O decyzji Grega Hancocka poinformowała oficjalna strona internetowa żużlowca. W lakonicznym komunikacie czytamy, że czterokrotny mistrz świata miał kilka ofert, ale postanowił nie podpisywać kontraktu w najwyższej klasie rozgrywek w Polsce i zamierza "skupić się na innych wyzwaniach".
Na pewno jednak nie kończy kariery. Jednocześnie Hancock poinformował, że podpisał nowy kontrakt w lidze szwedzkiej.
To spora niespodzianka, bo chętnych na zatrudnienie Amerykanina nie brakowało. Get Well Toruń nie był zainteresowany przedłużeniem umowy, ale ostatnio najbardziej prawdopodobny był transfer do Zielonej Góry, gdzie Hancock miał zastąpić Jasona Doyle'a, zainteresowany jego usługami był także beniaminek z Tarnowa.
- W Toruniu spędziłem dwa lata i to niepełne, to był świetny czas, pełen zabawy w niesamowitym klubie. Fani byli dla mnie zawsze wspaniali. Życzę im powodzenia w przyszłości, zasługują na zespół, który będzie wygrywał - skomentował Hancock.
Monster Girls - piękne dziewczyny cyklu Grand Prix [galeria]
W przypadku Hancocka znakiem zapytania będzie jego stan zdrowia. 47-latek zakończył ten sezon z poważną kontuzją barku. Musiał poddać się operacji, a rehabilitacja jeszcze trochę potrwa.
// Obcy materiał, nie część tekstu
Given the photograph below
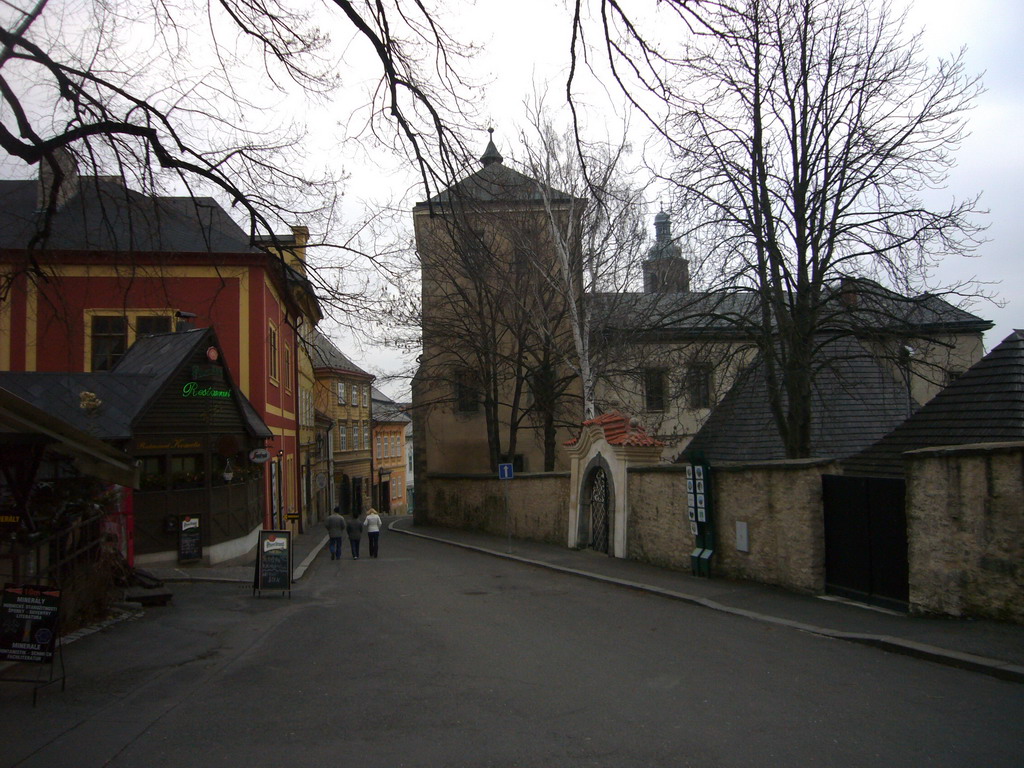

Na dziś nie wiadomo, czy będzie w stanie wiosną wsiąść na motocykl.
Greg Hancock w polskiej lidze startował od 1992 roku z jedną krótką przerwą (1995). Zaczynał w Unii Leszno, ostatni sezon spędził w Get Well Toruń i to ze świetnym skutkiem - średnia 2,24, numer 2. w lidze. Niewykluczone, że Amerykanin wróci do ekstraligi w trakcie następnego sezonu. Jeśli będzie w dobrej formie, to na pewno znajdzie się zainteresowany klub. Zawodnik będzie mógł na takim kontrakcie nieźle zarobić.